Выбрать главу

Летом 1923 года, с 13 августа, Ходасевич и Берберова поселяются в курортном местечке Преров, на берегу Балтийского моря. Здесь живут Зайцевы, Муратовы, Бердяевы, Толстые. Все они часто совершают совместные прогулки по берегу. Северное море, холодный ветер, морская свежесть…

За год до этого, тоже у моря, Ходасевич пишет первое стихотворение безотрадного, безнадежного цикла о Каине под общим названием «У моря»: «Misdroy, 15 авг. 1922. Утром, в постели, в отчаянии». Отчаяние не проходило, а даже усиливалось…

Лежу, ленивая амеба… Гляжу, прищуря левый глаз, В эмалированное небо, Как в опрокинувшийся таз. <…>
Над раскаленными песками, И не жива, и не мертва, Торчит колючими пучками Белесоватая трава.
А по пескам, жарой измаян, Средь здоровеющих людей Неузнанный проходит Каин С экземою между бровей.

Из-за этой экземы стихи принято считать написанными как бы про самого себя — Каина, косвенно предавшего друга юности, почти брата, Муни. Но когда Нюра написала что-то Ходасевичу по поводу этих стихов, ей присланных (возможно, применяя их смысл к себе, к их отношениям — письмо ее об этом не сохранилось), он ответил ей довольно резко: «<…> Пожалуйста, не делай из моих прошлых, теперешних и будущих стихов никаких личных выводов. То, что ты мне написала о Каине, и обидно, и неверно <…>». Стихи его гораздо шире по смыслу и, во всяком случае, не об их отношениях с Нюрой. А, может быть, и не о живущей в сердце вине перед Муни, а о вселенском предательстве, о Каине, предавшем весь род человеческий и теперь нестерпимо страдающем, — а почему так неизбывно страданье, и самому неведомо…

<…> Как муха на бумаге липкой, Он в нашем времени дрожит И даже вежливой улыбкой Лицо нездешнее косит. <…>
Он все забыл. Как мул с поклажей, Слоняется по нашим дням, Порой просматривает даже Столбцы газетных телеграмм,
За кружкой пива созерцает, Как пляшут барышни фокстрот, — И разом вдруг ослабевает, Как сердце в нем захолонет.
О чем? Забыл. Непостижимо, Как можно жить в тоске такой! Он вскакивает. Мимо, мимо, Под ветер, на берег морской!
Колышется его просторный Пиджак — и подавляя стон, Под европейской ночью черной Заламывает руки он.

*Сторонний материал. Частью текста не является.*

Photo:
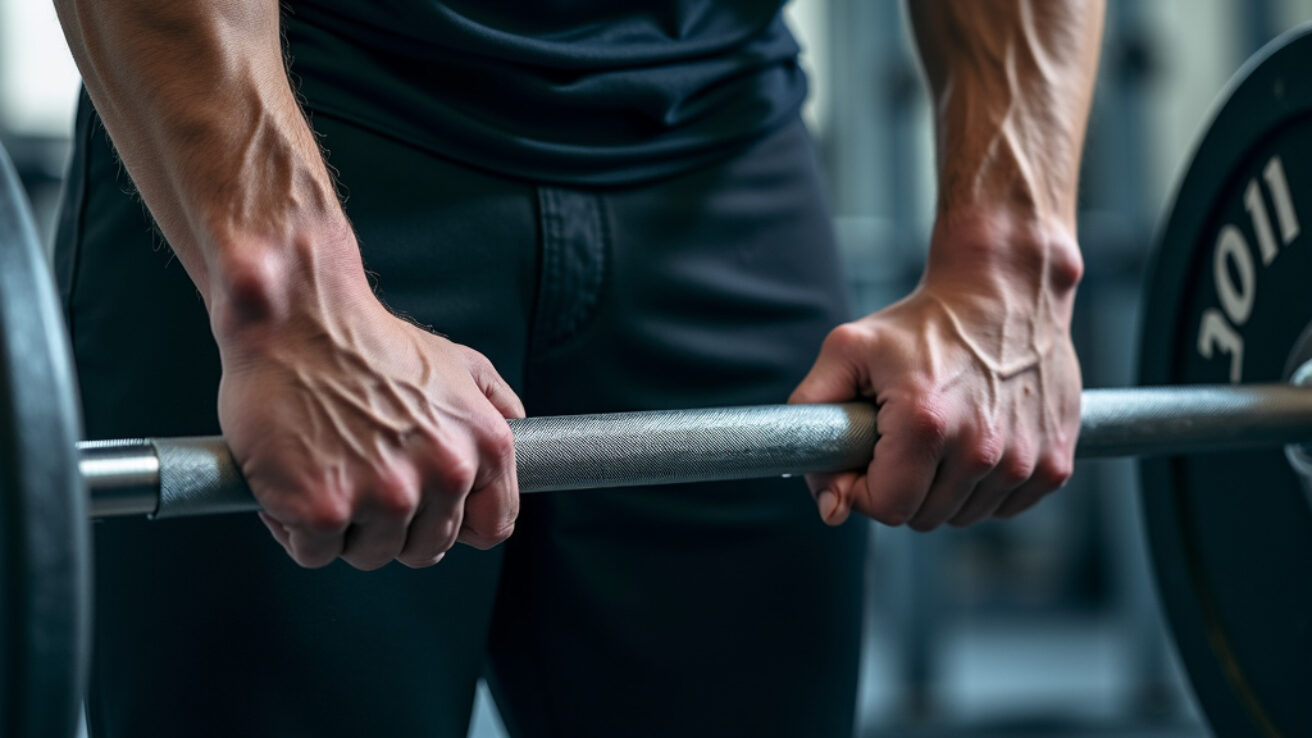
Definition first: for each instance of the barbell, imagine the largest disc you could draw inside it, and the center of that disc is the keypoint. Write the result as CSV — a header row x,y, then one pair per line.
x,y
1227,303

Эти стихи — и последующие из цикла, написанные уже в Берлине и в Саарове, — звучат как воспоминание о том, утреннем отчаянии 15 августа 1922 года и как его продолжение. «Как можно жить в тоске такой!» Отсюда, из «европейской ночи черной» в этом стихотворении, и возникло название сборника, вошедшего в последнее издание стихов Ходасевича 1927 года — «Собрание стихотворений». Каин становится синонимом вечной тоски, образом вечного странника по земле, чем-то вроде Вечного Жида.

<…> Вот тогда-то и подхватило, Одурманило, понесло, Затуманило, закрутило, Перекинуло, подняло:
Из-под ног земля убегает, Глазам не видать ни зги Через горы и реки шагают Семиверстные сапоги.

Шансов напечататься в России становится все меньше. 22 марта 1923 года, посылая окончательно отделанный цикл «У моря», Ходасевич пишет Нюре: «Боюсь, впрочем, что печатать сейчас мои стихи трудно: Бобровы, Асеевы, Брюсовы, Аксеновы и прочие бывшие члены Союза русского народа ведут против меня достаточно энергичную кампанию. Вообще для меня окончательно выяснилось, что бывшие черносотенцы перекрасились в коммунистов с двумя целями: 1) разлагать советскую власть изнутри и компрометировать ее, 2) мстить нам, „сгубившим Россию“, т. е. Романовых. Все это ясно для всех, кроме тех, кому надо бы это знать. Но кому надо — не знают. Так всегда бывает на свете». Ходасевич, конечно, сгущает краски, причисляя и Асеева, и Брюсова к «черносотенцам» и все еще полагая, что советскую власть кто-то, кроме нее самой, может скомпрометировать.